The study by Yamada et al.1 provided important clinical implications to emphasize the useful predicators of the existence of LA LVAs and AF recurrence post-PVI, and to determine the appropriate strategy and suitable ablation devices. This is the first observational study to reveal the independent associations between the FIB-4 Index with LA LVAs and arrhythmia recurrence post-CB-based PVI without additional LVA ablation. The limitations of this study are related to the single center, retrospective study design causing a potential bias, should be carefully considered when interpreting the data. The selection of an RF- or CB-based PVI was determined by the operator's judgement. Although, the authors performed multivariate analyses to investigate the association of the FIB-4 index with LA LAVAs and AF recurrence, a selection bias should be considered. Because of the relatively small population size, the predictive values of the FIB-4 index by matching all groups regarding age could not be fully evaluated. Voltage mapping of the LVAs was assessed post-PVI. That is why, it limited evaluating LVAs around the PV antra. The clinical meaning of the existence of patients with small LVAs (<5 cm2) should be clarified. Furthermore, the authors did not evaluate the severity of liver fibrosis using abdominal sonography. Therefore, the etiology of the high FIB-4 index remains unclear.

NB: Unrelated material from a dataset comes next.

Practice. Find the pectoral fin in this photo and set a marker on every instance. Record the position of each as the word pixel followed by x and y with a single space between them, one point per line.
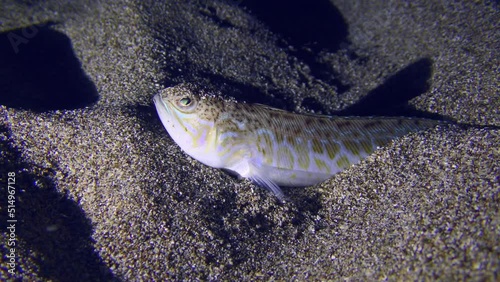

In aggregate, further investigation of the effects of additional LVAs ablation on the overall outcomes in patients with high FIB-4 indices is required. Yamada et al.1 are to be congratulated for their valuable contribution that highlights the preprocedural assessment of the FIB-4 index as a predictor of the existence of LA LVAs and the outcomes post-AF ablation. Their contribution moves the field forward by better understanding of the cardio-hepatic interaction in patients with AF.
The author has potential conflicts of interest: S.H. is a consultant to Japan Lifeline, Johnson & Johnson, Boston Scientific, and Medtronic, and received speaker's honoraria from Japan Lifeline, Johnson & Johnson, Boston Scientific, Medtronic, Abbott, and Biotronik, and the Boehringer-Ingelheim, Bristol-Myers, Bayer, Pfizer, Daiichi-Sankyo, Mochida and Ono Pharmaceutical Companies.